私が大型書店を愛する理由
書店の高揚感
大型書店に足を踏み入れた時の高揚感と、
図書館で感じる静謐な雰囲気。
同じ「本」を扱う場所でありながら、
そこで抱く感情の質が大きく異なることを、
私はずっと不思議に思っていました。
大型書店に入った瞬間、心臓がちょっと早くなります。
目の前に広がる本の海。
「あ、この本欲しかった!」
「こんな本あったんだ!」
とワクワクが止まらない。
気づけば、両手いっぱいに本を抱えている自分がいます。
新刊コーナーの輝き、
文庫本コーナーの親しみやすさ、
専門書コーナーの威厳。
それぞれが異なる魅力を放ち、私の好奇心をくすぐります。
図書館の静けさとその違い
一方、図書館では...。
私の図書館の利用方法はとてもシンプルです。
ほとんどの場合、事前に家でネットで予約して取りに行くだけ。
滞在時間はわずか5分ほど。
たまに時間があるときは図書館を一周してみますが、
不思議なことに全然読みたい本に出会えない。
同じ「本がある場所」なのに、この違いは一体なぜなのでしょうか。
静かな空間をゆっくり歩き回るものの、
書店で感じるようなワクワク感はなかなか湧いてきません。
なぜ、この違いが生まれるのか
考えてみました。
おそらく私は、本を読みたいという気持ち以上に、
別の何かにワクワクしているのかもしれません。
厳選した本を家に並べる満足感。
自分の価値観を反映した選択への自信。
理想の自分に近づく一歩を踏み出した気分。
そういった感情が、書店での高揚感を生み出しているのではないでしょうか。
なぜ図書館ではこの高揚感が薄いのか。
それは、図書館の本は
「借りるだけ」
だからかもしれません。
家に持ち帰っても、いつかは返さなければいけない。
だから、完全に「自分のもの」にはならない。
つまり、書店で感じるワクワクは、
「読みたい」
という気持ち以上に、
「持ちたい」
「自分のものにしたい」
という欲求が大きいのかもしれません。
また、私の図書館の利用方法も影響しているかもしれません。
効率を重視するあまり、
本との偶然の出会いを楽しむ機会を逃しているのかもしれません。
本棚は夢の貯蔵庫
自宅の本棚を眺めてみると、そこには
「理想の自分」や
「なりたい自分」が
詰まっていることに気づきます。
成功したい自分を映す自己啓発本。
もっと教養を身につけたい自分を表す古典文学。
人間関係を良くしたい自分を示すコミュニケーション術の本。
新しい趣味を見つけたい自分を表現する様々なジャンルの入門書。
本棚は、私たちの夢や希望、そして理想を映し出す鏡なのかもしれません。
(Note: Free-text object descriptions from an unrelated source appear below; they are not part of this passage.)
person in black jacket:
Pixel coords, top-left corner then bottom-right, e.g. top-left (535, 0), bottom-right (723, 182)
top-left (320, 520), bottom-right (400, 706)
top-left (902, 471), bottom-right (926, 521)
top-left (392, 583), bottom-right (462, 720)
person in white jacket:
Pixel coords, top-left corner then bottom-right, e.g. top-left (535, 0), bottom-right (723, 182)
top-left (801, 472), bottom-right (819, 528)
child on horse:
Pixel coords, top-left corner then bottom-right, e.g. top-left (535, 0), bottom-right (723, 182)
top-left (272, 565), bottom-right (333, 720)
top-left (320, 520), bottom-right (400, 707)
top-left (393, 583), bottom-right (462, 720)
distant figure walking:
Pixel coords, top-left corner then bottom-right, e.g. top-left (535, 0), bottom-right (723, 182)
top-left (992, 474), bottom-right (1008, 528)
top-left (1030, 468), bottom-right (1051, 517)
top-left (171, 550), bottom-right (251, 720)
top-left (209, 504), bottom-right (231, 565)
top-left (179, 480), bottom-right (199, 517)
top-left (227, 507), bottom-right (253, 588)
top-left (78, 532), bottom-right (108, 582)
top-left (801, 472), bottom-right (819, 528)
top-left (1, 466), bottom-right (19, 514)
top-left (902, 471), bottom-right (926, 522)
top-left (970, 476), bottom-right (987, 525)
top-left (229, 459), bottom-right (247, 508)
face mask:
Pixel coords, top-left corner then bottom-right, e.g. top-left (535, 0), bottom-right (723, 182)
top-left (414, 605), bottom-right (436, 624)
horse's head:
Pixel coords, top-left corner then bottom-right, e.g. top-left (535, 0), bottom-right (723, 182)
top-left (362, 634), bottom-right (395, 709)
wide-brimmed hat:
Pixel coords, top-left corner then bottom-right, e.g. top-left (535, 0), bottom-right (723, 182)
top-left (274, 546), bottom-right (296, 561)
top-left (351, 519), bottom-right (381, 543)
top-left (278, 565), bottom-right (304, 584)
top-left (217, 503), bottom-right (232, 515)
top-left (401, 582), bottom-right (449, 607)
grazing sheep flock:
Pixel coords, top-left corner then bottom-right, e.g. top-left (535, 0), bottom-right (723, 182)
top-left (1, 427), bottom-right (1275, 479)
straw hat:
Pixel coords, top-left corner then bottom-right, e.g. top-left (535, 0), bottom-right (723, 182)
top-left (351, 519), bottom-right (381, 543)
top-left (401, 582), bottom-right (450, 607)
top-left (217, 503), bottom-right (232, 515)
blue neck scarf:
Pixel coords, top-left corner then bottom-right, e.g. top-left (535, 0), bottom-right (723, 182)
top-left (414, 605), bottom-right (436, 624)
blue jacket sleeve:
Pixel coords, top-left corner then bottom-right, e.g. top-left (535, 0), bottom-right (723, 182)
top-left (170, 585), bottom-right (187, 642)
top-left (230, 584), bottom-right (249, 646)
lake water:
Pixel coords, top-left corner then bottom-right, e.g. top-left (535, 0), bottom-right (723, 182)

だからこそ、
本屋さんであんなにワクワクするのでしょう。
新しい本を手に取るたびに、自分の可能性が広がるような、そんな気持ちになれるから。
「読む」ことの本当の意味
でも、ふと立ち止まって考えてみます。
本当に大切なのは、本を「持つこと」でしょうか?
確かに、本を買って所有する喜びはあります。
でも、本当の喜びは「読むこと」にあるはずです。
図書館の本でも、書店で買った本でも、
私たちの人生を変えるのは、
その中身であり、読んだ後の自分の変化なのです。
一冊の本との出会いが、新しい視点を与えてくれたり、
心に響く言葉に出会えたり、
あるいは自分の考えを深められたり。
そんな体験こそが、本を読む本当の醍醐味なのかもしれません。